W objęciach wroga - Adelina Tulińska (PATRONAT MEDIALNY)
„Co może powstać z połączenia szczypty magii oraz jednego z najpiękniejszych romansów?
Błądzimy po świecie emocji niczym Romeo i Julia, lecz na pograniczu baśni i snu, gdzie wszystko jest możliwe. Dwa rywalizujące ze sobą rody w czasach pierwszych plemion na ziemiach polskich. Czy to spotkanie przeciwieństw — to próba charakterów? Czy uczucie wygra z lojalnością wobec krwi? Czy Lilu i Deron będą w stanie ocenić, kto jest ich prawdziwym wrogiem?
Pełna humoru i namiętności, barwna, trzymająca w napięciu, miejscami brutalna i okrutna.'' W objęciach wroga '' to historia zapewniająca wachlarz burzliwych emocji.”

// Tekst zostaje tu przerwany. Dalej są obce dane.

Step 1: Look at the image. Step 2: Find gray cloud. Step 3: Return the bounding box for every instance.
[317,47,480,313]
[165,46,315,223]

„W objęciach wroga” to kolejna powieść, która wyszła spod pióra Adeliny Tulińskiej. Osobiście uwielbiam jej twórczość, gdyż jej książki zawierają wszystko to, co lubię w literaturze i niesamowicie umilają mi czas. Jest magia, pojawiają się wątki paranormalne, są tajemnice i oczywiście uczucie rodzące się między bohaterami. Dla mnie to po prostu mieszanka idealna i na całe szczęście nie zabrakło tego wszystkiego w jej najnowszej powieści. Jej lektura była dla mnie czystą przyjemnością, która niestety zbyt szybko się skończyła, gdyż książka ma tylko 214 stron, a w przypadku tak wciągającej historii to zdecydowanie za mało.

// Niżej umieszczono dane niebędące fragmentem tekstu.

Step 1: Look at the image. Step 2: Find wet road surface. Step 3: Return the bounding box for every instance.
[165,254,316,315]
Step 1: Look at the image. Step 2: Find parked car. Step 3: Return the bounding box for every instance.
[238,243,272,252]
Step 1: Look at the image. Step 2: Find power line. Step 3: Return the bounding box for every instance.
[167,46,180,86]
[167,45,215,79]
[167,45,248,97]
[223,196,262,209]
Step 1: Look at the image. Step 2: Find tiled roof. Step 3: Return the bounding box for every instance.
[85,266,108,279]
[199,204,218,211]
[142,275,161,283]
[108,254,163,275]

W książce poznajemy Lilu, córkę wodza plemienia Vattów. Na samym początku poznajemy ją jako małą dziewczynkę, która poznaje zielonookiego chłopca z plemienia wrogów, jednak nie ma szansy dobrze go poznać, gdyż uważa, że został zamordowany. Później przeskakujemy w czasie o dwanaście lat, wtedy Lilu jest już piękną młodą kobietą, jej ojciec stał się królem, a ona księżniczką, która dzięki małżeństwu ma zawrzeć sojusz z sąsiadującym królestwem. Niestety sprawy wymykają się spod kontroli, a sam król okazuje się rozpustnym starcem i tyranem. Wtedy na jej drodze pojawia się tajemniczy i przystojny Deron, który ani z dziewczyną, ani z jej ojcem nie będzie zbyt szczery. Kim tak naprawdę okaże się Deron? Czy uczucie, które pojawi się między nim a Lilu, odwiedzie go od zamierzonych celów? Czy może chęć zemsty okaże się silniejsza? Tego musicie dowiedzieć się sami.

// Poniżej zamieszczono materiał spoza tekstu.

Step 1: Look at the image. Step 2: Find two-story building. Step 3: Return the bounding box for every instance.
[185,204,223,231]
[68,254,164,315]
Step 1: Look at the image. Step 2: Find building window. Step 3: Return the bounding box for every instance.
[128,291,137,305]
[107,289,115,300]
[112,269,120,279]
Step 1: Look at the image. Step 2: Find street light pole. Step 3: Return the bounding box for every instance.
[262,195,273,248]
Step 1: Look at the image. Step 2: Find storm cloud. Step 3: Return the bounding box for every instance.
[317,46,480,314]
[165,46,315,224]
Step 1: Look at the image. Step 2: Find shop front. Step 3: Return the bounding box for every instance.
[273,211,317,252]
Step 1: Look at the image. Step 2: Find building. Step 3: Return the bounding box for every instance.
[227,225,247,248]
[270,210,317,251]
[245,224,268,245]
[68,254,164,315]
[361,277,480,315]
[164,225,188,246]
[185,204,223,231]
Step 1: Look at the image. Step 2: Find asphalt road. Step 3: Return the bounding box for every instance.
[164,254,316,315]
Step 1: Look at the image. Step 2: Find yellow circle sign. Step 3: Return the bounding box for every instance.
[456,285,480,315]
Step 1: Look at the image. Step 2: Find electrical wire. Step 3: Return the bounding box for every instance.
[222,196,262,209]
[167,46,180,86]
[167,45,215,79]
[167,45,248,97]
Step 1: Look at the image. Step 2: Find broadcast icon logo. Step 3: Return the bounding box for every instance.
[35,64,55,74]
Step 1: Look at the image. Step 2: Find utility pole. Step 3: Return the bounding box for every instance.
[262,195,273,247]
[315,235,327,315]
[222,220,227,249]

„W objęciach wroga” to książka w klimacie fantasty, w której oczywiście pojawia się wątek romantycznym. Uwielbiam takie powieści, a autorka naprawdę potrafi zaciekawić czytelnika. Mnie historia Lilu i Derona uwiodła swą magiczną otoczką i niecierpliwie czekam na kolejny tom. Jest ciągła akcja, humor, tajemnice, niebezpieczeństwo oraz rodzące się uczucie, które nie powinno się pojawić. Czego trzeba chcieć czegoś więcej? Mnie zaciekawiło dosłownie wszystko, a książkę przeczytałam na jednym wdechu i chcę więcej. Tym bardziej że po zakończeniu mam ochotę udusić autorkę, która z premedytacją postanowiła poznęcać się trochę nad czytelnikami i zostawić ich z niedosytem w czytelniczych sercach. Nieładnie Adelino, oj nieładnie ;)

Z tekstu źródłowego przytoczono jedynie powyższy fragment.